Playing a Yakuza game without series stalwart Kazuma Kiryu in the leading role takes some getting used to. But luckily for Yakuza: Like a Dragon, it’s easy to warm to new hero Ichiban Kasuga. He has all the strength and determination of his predecessor, but with a goofy sense of humor and an endearing enthusiasm for everything he does—whether that’s taking on the Korean mafia or employing a chicken to run a sweet shop.
Ichiban starts out as a low-level yakuza in Kamurocho, the Tokyo red light district that serves as the main setting for most of the Yakuza games. But after a series of unfortunate events, he ends up homeless in Yokohama. Yakuza: Like a Dragon is about Ichi getting his life back together, reckoning with his past, and beating a lot of people up along the way.
In many ways, this is classic Yakuza. It features an immersive, detailed urban Japanese setting filled with minigames, absurd sidequests and karaoke bars. The story is an unlikely mix of criminal conspiracy, heartfelt melodrama, and slapstick comedy. And when a problem arises, it’s usually solved with outlandish violence. If you’ve played any Yakuza game before, its distinctive rhythms and quirks will be instantly familiar.

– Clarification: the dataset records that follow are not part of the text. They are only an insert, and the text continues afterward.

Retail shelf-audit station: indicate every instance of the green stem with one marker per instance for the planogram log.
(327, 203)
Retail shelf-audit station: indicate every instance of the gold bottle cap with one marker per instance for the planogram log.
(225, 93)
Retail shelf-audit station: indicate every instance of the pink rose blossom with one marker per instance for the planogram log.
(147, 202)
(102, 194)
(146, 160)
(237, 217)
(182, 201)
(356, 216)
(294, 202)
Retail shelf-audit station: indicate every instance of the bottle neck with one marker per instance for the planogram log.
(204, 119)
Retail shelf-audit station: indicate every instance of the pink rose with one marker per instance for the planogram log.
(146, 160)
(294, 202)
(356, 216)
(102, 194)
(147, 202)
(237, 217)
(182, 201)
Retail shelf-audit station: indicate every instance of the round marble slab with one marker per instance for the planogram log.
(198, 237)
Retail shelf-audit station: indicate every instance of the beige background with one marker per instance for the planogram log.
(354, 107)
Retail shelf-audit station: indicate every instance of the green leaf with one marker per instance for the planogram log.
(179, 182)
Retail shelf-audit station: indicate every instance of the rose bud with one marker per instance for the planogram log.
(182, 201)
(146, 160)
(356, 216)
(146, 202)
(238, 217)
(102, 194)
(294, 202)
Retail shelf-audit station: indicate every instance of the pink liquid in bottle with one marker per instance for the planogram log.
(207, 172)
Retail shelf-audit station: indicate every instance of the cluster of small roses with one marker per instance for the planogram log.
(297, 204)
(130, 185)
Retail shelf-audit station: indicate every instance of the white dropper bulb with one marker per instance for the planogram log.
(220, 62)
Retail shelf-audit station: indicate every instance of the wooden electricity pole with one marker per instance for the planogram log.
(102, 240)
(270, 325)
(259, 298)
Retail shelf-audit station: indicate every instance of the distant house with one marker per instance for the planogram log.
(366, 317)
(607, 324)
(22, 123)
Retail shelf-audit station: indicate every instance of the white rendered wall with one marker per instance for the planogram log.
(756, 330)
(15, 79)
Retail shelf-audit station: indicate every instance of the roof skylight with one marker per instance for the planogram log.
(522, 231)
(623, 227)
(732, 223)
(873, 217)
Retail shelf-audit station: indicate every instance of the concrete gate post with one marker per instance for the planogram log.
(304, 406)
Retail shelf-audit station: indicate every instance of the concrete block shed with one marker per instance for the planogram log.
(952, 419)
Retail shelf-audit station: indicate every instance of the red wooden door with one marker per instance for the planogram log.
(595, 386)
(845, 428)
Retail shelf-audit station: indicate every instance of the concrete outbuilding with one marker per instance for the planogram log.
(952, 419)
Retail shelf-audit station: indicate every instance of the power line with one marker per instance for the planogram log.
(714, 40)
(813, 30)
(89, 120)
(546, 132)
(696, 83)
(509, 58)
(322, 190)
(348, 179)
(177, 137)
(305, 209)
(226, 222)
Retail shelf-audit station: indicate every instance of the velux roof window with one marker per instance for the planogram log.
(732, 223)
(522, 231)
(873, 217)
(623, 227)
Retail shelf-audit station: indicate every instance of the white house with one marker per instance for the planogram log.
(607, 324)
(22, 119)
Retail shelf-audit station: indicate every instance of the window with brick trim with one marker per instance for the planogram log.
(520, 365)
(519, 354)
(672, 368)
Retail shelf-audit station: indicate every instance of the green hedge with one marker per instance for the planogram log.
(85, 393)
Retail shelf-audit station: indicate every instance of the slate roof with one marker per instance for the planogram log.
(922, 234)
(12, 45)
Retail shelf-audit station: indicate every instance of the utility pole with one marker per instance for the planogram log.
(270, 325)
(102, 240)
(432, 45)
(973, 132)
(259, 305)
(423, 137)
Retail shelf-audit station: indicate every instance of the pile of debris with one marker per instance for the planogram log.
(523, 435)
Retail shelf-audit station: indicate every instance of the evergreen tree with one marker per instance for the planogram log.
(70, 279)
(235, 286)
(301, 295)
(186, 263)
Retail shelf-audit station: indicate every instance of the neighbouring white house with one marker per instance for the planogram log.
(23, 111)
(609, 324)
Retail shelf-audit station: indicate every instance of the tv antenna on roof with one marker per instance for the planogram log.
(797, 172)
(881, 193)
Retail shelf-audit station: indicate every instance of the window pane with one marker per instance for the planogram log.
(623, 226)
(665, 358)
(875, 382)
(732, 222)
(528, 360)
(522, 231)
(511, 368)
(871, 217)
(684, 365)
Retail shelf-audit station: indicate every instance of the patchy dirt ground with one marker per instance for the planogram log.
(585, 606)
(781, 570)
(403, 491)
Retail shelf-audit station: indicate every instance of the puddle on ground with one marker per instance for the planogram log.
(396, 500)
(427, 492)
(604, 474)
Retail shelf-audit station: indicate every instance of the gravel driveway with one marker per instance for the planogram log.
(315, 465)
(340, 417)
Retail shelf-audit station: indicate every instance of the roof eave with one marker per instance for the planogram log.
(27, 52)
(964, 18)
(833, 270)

However, when it comes to the combat, this is anything but a typical Yakuza game. The usual combo-based brawling has been replaced by a new turn-based battle system. It’s pretty standard JRPG fare, with buffs, debuffs, status effects, and a mix of weapon-based and magic attacks. The vibrant presentation, superb animation, and lively pace make up for its simplicity, but selecting things from a menu does lack the satisfying brutality and immediacy of a standard real-time Yakuza fight.